In [21]:
import pandas as pd
import numpy as np
from tqdm import tqdm
import warnings
warnings.simplefilter(action='ignore', category=FutureWarning)

import os
os.chdir('../')
from eval_helpers import recall_at_k
os.chdir('lecture_4')

In [2]:
transactions = pd.read_pickle('../../../data/compressed_data/transactions_train.pkl')
customers = pd.read_pickle('../../../data/compressed_data/customers.pkl')
articles = pd.read_pickle('../../../data/compressed_data/articles.pkl')

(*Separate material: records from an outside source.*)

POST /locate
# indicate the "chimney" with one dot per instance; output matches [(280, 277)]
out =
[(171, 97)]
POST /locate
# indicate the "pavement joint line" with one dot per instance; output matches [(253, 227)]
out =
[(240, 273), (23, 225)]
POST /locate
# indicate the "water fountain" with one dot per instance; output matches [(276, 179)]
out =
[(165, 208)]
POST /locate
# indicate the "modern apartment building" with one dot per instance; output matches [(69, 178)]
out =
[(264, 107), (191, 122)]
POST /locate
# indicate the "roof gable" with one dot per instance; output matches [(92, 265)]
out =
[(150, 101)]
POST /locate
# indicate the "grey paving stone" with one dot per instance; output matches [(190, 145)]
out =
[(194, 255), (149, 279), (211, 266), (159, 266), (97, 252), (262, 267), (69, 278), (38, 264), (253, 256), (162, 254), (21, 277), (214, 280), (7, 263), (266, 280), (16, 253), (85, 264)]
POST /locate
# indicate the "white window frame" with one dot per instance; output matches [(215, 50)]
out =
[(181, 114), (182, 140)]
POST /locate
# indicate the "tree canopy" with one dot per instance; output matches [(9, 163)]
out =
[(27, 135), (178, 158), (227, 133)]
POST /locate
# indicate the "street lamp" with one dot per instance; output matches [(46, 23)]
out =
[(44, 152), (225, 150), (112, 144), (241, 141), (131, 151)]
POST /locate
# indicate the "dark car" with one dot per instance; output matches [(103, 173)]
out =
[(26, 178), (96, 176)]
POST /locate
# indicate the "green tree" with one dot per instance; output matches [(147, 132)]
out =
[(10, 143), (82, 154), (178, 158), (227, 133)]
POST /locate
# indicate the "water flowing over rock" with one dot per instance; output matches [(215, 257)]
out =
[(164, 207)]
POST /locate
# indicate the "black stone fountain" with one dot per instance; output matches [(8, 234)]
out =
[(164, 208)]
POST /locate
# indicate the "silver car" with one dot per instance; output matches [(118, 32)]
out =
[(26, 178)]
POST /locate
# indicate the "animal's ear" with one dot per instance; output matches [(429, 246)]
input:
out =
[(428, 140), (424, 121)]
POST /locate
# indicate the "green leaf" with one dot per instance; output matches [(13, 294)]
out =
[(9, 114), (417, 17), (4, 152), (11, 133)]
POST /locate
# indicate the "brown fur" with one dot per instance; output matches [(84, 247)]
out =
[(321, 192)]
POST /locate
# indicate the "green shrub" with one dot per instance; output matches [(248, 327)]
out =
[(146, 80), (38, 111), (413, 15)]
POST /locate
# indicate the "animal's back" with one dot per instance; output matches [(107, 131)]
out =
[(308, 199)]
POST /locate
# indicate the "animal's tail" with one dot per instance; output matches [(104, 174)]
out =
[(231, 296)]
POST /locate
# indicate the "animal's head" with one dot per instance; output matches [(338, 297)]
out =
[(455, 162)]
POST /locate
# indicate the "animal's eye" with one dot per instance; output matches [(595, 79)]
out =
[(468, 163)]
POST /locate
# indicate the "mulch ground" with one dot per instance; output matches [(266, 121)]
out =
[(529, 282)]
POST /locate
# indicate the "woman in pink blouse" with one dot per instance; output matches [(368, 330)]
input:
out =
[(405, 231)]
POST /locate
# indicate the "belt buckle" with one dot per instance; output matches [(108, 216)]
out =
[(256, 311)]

transactions['week'] = 104 - (transactions.t_dat.max() - transactions.t_dat).dt.days // 7

print('First week num: ', transactions.week.min(), '\nLast week num: ', transactions.week.max(), '\n')

# Test week is week after last week in train data
test_week = transactions.week.max()
train_weeks = range(test_week - 10, test_week)

# Filter transactions to last 10 weeks (most recent data)
transactions_train = transactions[transactions.week.isin(train_weeks)]
transaction_test = transactions[transactions.week == test_week]

First week num:  0 
Last week num:  104 



In [3]:
# def calculate_score(test_week_transactions, predictions_df, k=100):
#     y_true = test_week_transactions.groupby('customer_id')['article_id'].apply(list).reset_index()
#     y_true.columns = ['customer_id', 'y_true']
#     predictions_df.columns = ['customer_id', 'y_pred']
#     eval_df = pd.merge(y_true, predictions_df, on='customer_id')
#     return recall_at_k(eval_df['y_true'], eval_df['y_pred'], k)

In [4]:
def calculate_score(test_week_transactions, predictions_df, k=100):
    y_true = test_week_transactions.groupby('customer_id')['article_id'].apply(list).reset_index()
    y_true.columns = ['customer_id', 'y_true']
    predictions_df.columns = ['customer_id', 'y_pred']
    eval_df = pd.merge(y_true, predictions_df, on='customer_id')
    return recall_at_k(eval_df, k)

In [5]:
test_week_transactions = transaction_test.copy()

## Evaluate Radek's candidates

In [35]:
candidates_last_purchase_test = pd.read_csv('../../../data/candidates/radek_last_purchase.csv')
bestsellers_previous_week = pd.read_csv('../../../data/candidates_100/radek_bestsellers_previous_week.csv')
candidates_bestsellers_test_week = pd.read_csv('../../../data/candidates_100/radek_bestsellers.csv')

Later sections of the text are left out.